RAGDC
All guides
Hands-on tutorials
5 min read

Import large document collections

Hundreds of contract PDFs to ingest? An entire SharePoint site? This guide explains which approach fits your scale and how to triage failed uploads quickly.

Key takeaways

  • Under 50: drag-and-drop. Hundreds: batch upload. Entire SharePoint sites: Live connector.
  • The SharePoint Live connector keeps files in your Microsoft cloud — they never leave your tenant.
  • 90% of failures are scanned PDFs, encrypted files, or oversized Excels — the console surfaces the reason.
1

1. Pick the right method for your scale

Three options by scale. Under 50 files: just drag-and-drop in the console. A few hundred to a thousand: use the Batch Upload button to select everything at once. An entire SharePoint site or OneDrive: enable the SharePoint Live connector for live indexing — files stay in your Microsoft cloud the whole time, meeting enterprise compliance.

2

2. Connect SharePoint Live

Workspace Settings → SharePoint Live → Authorize with your Microsoft 365 account, then pick the sites or folders to connect. Once set up, when your team asks questions in the Playground, the system queries your SharePoint files live — update a document on SharePoint and the AI uses the new version instantly, no re-upload needed.

3

3. Troubleshoot failed uploads

When a document shows Failed status, click into its detail page to see the reason.

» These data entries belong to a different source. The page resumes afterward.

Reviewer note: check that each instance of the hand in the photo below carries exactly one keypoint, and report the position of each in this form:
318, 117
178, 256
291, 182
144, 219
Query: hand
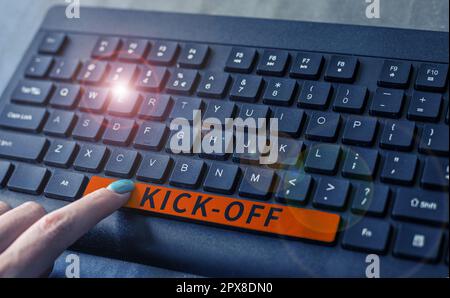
31, 240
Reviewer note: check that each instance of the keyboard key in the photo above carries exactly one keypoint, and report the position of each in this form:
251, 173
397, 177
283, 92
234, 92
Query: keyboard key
64, 185
182, 82
122, 163
219, 110
419, 205
187, 173
294, 188
193, 56
290, 121
94, 100
93, 72
387, 103
434, 140
323, 159
367, 234
6, 169
155, 107
90, 158
360, 131
398, 135
163, 53
255, 112
60, 123
66, 96
124, 104
119, 132
272, 63
360, 163
350, 99
279, 92
435, 173
32, 92
331, 194
240, 60
89, 127
106, 48
395, 74
152, 78
371, 199
22, 147
121, 74
185, 107
342, 69
60, 153
257, 183
38, 66
134, 50
154, 168
424, 106
23, 118
65, 69
307, 66
315, 95
418, 242
432, 77
221, 178
28, 179
151, 136
246, 88
232, 212
52, 43
213, 85
288, 152
399, 168
323, 127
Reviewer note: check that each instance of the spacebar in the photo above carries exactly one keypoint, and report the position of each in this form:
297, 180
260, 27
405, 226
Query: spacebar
248, 215
21, 147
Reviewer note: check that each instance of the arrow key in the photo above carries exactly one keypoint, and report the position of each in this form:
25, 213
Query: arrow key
331, 194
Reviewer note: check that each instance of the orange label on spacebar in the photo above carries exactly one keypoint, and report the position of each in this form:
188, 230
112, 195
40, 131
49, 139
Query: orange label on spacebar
249, 215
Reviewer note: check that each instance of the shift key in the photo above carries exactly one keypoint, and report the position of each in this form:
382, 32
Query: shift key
22, 118
22, 147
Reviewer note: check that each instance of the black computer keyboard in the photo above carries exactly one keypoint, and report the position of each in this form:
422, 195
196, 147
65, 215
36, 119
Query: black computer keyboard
363, 147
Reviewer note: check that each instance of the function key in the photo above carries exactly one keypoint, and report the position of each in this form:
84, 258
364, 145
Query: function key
163, 53
240, 60
38, 66
432, 77
307, 66
418, 242
273, 63
65, 69
395, 74
134, 50
52, 43
342, 69
193, 56
106, 47
32, 92
367, 234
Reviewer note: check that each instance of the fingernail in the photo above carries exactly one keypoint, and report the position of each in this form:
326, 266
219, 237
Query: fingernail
121, 186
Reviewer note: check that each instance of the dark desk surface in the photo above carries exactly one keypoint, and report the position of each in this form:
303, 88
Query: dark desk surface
20, 19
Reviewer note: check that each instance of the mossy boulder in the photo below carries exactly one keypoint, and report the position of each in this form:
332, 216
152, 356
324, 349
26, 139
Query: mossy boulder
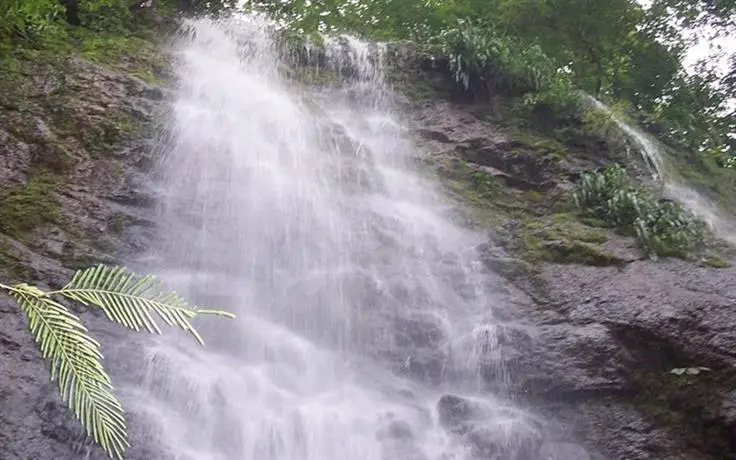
563, 239
24, 209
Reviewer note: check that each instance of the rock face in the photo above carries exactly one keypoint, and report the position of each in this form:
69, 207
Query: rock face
74, 154
637, 359
632, 359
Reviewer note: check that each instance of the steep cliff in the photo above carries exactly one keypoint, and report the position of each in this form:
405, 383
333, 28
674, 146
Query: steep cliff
76, 139
637, 358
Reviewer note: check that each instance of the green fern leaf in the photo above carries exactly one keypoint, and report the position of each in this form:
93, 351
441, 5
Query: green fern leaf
132, 300
76, 364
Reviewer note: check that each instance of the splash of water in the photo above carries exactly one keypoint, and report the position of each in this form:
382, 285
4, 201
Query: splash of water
358, 300
674, 187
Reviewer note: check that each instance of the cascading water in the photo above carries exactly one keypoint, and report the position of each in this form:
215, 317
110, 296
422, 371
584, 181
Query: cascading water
358, 302
674, 187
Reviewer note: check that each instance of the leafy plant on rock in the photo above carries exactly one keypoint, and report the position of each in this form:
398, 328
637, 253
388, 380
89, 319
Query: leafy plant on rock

Top 3 causes: scanned PDFs (image-only, no text layer — run OCR first to make them searchable); encrypted PPT files (remove password in PowerPoint first); oversized Excels (split by worksheet and upload separately).

4

4. Monitor batch ingest progress

The header progress bar shows pending + processing counts so you always know what's left. The KB detail page filters documents by status (Pending / Processing / Ready / Failed) to quickly spot problems. After a batch ingest completes, run a few real questions in the Playground to validate answer quality.